At a hearing in February, Sen. Mike Crapo, R-Idaho, argued that IRS funding had generally kept pace with inflation and said that the agency's problems were mostly the result of the pandemic and its inability to update its technology, making it difficult to communicate with taxpayers. He criticized the Biden administration for seeking funding to hire an "army of new auditors."

Some Republicans want to further gut the IRS. Sen. Rick Scott of Florida proposed cutting the agency's funding and workforce by 50% in his new plan to "rescue America."

Koskinen, the former IRS commissioner, argues that efforts to deplete the IRS provides another opening for tax cheats. He lamented that Republicans have led the charge to block funding in the name of shrinking the government.

"You're basically saying you want to provide the government with fewer funds with which to operate," he said.

The deterioration of the IRS poses deeper problem for the U.S. economy, says Erin Collins, the National Taxpayer Advocate, who argues that a reliable stream of funding and a technology overhaul should be priorities for an agency that is playing an increasing role as an organ of social welfare.

"It is a vital organization, and it performs a really important mission, not only in tax administration," Collins said.
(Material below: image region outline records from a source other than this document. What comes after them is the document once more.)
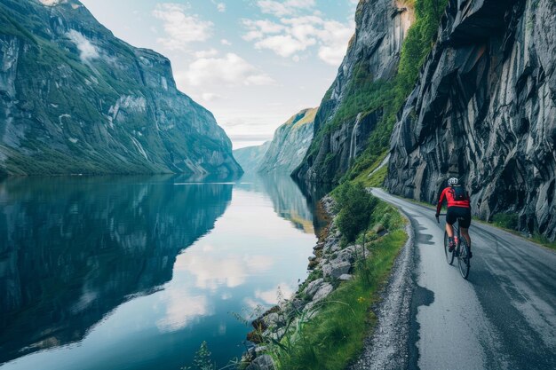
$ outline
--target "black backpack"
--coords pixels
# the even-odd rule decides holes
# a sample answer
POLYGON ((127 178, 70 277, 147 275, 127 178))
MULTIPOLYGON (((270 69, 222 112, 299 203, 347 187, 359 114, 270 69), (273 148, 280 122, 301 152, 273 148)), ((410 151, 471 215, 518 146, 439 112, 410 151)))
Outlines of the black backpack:
POLYGON ((454 201, 467 201, 467 193, 465 189, 462 185, 452 185, 452 195, 454 195, 454 201))

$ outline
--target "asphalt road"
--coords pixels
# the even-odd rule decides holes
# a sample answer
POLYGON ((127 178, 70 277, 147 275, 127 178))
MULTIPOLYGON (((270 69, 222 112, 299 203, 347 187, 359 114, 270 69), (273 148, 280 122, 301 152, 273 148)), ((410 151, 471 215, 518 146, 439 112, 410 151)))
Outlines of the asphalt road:
POLYGON ((415 234, 407 366, 410 369, 556 369, 556 253, 473 223, 465 280, 446 263, 443 217, 387 193, 415 234))

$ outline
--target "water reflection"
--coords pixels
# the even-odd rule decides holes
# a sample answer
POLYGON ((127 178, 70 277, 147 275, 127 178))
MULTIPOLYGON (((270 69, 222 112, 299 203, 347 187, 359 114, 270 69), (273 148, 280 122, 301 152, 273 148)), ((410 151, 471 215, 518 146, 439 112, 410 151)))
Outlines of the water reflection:
POLYGON ((171 177, 21 178, 0 184, 0 363, 80 341, 131 296, 170 280, 214 226, 231 185, 171 177))
POLYGON ((292 223, 294 227, 307 233, 314 233, 314 215, 315 204, 301 193, 298 185, 287 175, 278 173, 246 173, 239 187, 258 191, 270 196, 274 211, 292 223))
POLYGON ((289 177, 213 181, 0 183, 3 370, 179 369, 204 340, 221 366, 241 354, 230 312, 296 289, 313 210, 289 177))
The IRS has been trying to address some of its problems, but it has been a struggle. In February, it reversed plans to shutter its processing center in Austin, Texas.

But the meager salaries and stressful working conditions can make it hard to attract talent, particularly when private-sector companies such as Amazon can offer more money.

A report released last month by the Treasury Inspector General for Tax Administration found that the IRS was only able to hire two-thirds of the new employees it was trying to recruit last year. The report cited pay and the lengthy onboarding process for the shortfall. Low morale has also been a problem.

Deirdre Gamill-Hock quit her job as a tax examining technician in Kansas City in December 2020 after less than six months. She grew frustrated that her role, which was supposed to entail coding and processing tax forms, was consumed by opening envelopes and sorting mail because of a shortage of labor. The final straw was when she was rushed back to work by her supervisor after her mother died from the coronavirus.

"They have good people there, but they treat them as if they're expendable," Gamill-Hock said.

Some IRS staff who are in the midst of this daunting tax season feel a sense of guilt about the backlog that has left so many taxpayers waiting for over a year to get refunds.

"Seeing all these returns from last year, it's disheartening and disappointing," said Sean McCullagh, a data entry clerk in Kansas City.

Even McCullagh's aunt has asked if he could do anything about her delinquent refund for a tax return she file last year. He was unable to help.

"I really can't, because I'm just one person there," he said.